Rey's look of confusion only grew more exaggerated. "But aren't you the one who sent me with Captain phasma to spend the day with the troopers?"
"Yes but that was just a temporary measure." Hux reasoned.
"But," Rey's lower lip began to wobble slightly, "but,"
"Hux is right, Rey. You shouldn't be forming attachments like this. They are beneath you." Kylo added.
"But that's no fair. " Rey whined as she stomped her foot to show the breadth of her consternation.
"Life's not fair," Hux and Kylo said at near perfect synchronicity.
"But he's my friend," Rey argued, the tail end of which was cut off by the chime of their door. Kylo strode to the entrance while Hux remained with Rey to try and placate her. When Kylo opened the doorway, he was face with a Lieutenant that trembled like a tree in the throes of a tropic storm. He could barely get an articulation in as he handed Kylo a recording and bolted away from the door. When Kylo returned to the others, Rey was pouting sullenly on the couch, her face buried in a throw pillow.
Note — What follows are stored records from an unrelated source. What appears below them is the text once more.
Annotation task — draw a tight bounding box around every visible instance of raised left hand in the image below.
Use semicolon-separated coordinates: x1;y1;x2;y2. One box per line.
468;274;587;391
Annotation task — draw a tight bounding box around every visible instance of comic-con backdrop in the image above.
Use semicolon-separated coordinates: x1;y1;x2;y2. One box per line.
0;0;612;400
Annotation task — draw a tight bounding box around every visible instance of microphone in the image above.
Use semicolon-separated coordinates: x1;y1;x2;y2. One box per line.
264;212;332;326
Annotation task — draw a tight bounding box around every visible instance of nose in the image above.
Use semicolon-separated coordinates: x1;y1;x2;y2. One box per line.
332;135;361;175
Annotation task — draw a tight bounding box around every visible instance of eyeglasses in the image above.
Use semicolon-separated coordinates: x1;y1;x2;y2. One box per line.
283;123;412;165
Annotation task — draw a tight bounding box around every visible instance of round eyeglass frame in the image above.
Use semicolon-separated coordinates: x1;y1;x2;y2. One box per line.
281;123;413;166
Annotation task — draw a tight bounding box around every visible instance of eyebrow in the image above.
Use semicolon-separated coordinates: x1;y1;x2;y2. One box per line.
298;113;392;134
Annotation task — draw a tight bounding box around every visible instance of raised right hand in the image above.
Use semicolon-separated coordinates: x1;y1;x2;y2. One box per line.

"What's that?" Hux asked, nodding his head to the recording disk in Kylo's hand.
"Guess we got a hologram message while we were away." Kylo shrugged as he placed it on the coffee table.
Hux collapsed onto the couch, leaving plenty of space between him and Rey, and watched Kylo activate the mechanism. "Really, couldn't they wait just a few hours until we got back?"
"Apparently not," Kylo scoffed as he turned on the device and played back the recording.
After a brief crackle of blue fuzz, the shadowed figure of Master Snoke could be seen, an image that had Kylo unconsciously sitting up straighter.
"I sense a disturbance in your loyalties, my apprentice." Master Snoke intoned solemnly. "I had warned you about attachments, so now you must face the consequences of your actions. I want you to report to the Supremacy in 48 hours with your husband and your apprentice. Do not disappoint me."
And with that brief, but chilling, message, Master Snoke disappeared. Kylo turned to Hux, a cold sweat already gathering on the back of his neck, and was at once relieved and perturbed to see a similar expression of unease across Hux's face. It was over. Master Snoke knew. And Kylo was powerless to stop Master Snoke in whatever plans he held for the people Kylo had made the mistake of getting too close to.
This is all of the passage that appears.